By the time Dylan's second album, The Freewheelin' Bob Dylan, was released in May 1963 (recorded in several sessions from April 1962 to April 1963), the ratio of his original compositions to traditional songs had exactly reversed, and his inexorable progression beyond the bounds of conventional folk music had begun.

"The Times They Are A-Changin'" was the quintessential 1960s "protest" song, although according to Dylan, that term did not exist when he wrote the song and he did not intend it as such. "Topical songs weren't protest songs," he writes in Chronicles.  The term 'protest singer' didn't exist any more than the term 'singer-songwriter.' You were a performer or you weren't, that was about it—a folksinger or not one. 'Songs of dissent' was a term people used but even that was rare. ... I didn't think I was protesting anything." Of course, Dylan was also to shortly redefine terms like "folksinger" and "singer-songwriter."

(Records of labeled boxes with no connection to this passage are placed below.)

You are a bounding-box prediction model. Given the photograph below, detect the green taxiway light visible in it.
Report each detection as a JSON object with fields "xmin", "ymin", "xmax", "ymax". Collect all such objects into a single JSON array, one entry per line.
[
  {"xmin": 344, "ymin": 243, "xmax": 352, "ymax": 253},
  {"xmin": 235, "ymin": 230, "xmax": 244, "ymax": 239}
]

According to Clinton Heylin's recent study, Revolution in the Air: The Songs of Bob Dylan, 1957–1973, "The Times They Are A-Changin'" was first recorded in late October 1963 and first performed at Carnegie Hall on 26 October of that year. Dylan's attitude about the song has seemed to shift. In his biography of Dylan, Behind the Shades Revisted, Heylin recounts that when a friend spotted the lyric "'Come senators, congressmen, please heed the call," and asked Dylan, "'What is this shit, man?' Dylan shrugged his shoulders and replied, 'Well, you know, it seems to be what the people want to hear.'" But in an interview for the liner notes for the 1985 release of the Biograph compilation, Dylan told Cameron Crowe: "This was definitely a song with a purpose." It is tempting to think that one of the songs purposes was to signal that Dylan's own music was changing. He was, after all, just two years away from returning to the electric guitar and releasing Bringing It All Back Home and Subterranean Homesick Blues.

The world has turned over many times since Dylan first recorded a demo (on piano) of "The Times They Are A-Changin'," and many of the mothers and fathers that the song addressed are dead, while their sons and daughters now have children and grandchildren of their own. But the resonance of the song has long outlasted the turbulent decade in which it was written. Cover versions have been used in advertising campigns for the Bank of Montreal and the accounting giant of Coopers and Lybrand. Dylan's own original was used in the gripping opening sequence of the film adaptation of the seminal graphic novel The Watchmen, and his live performance of it earlier this year highlighted the White House concert, "A Celebration of the Music from Civil Rights Movement."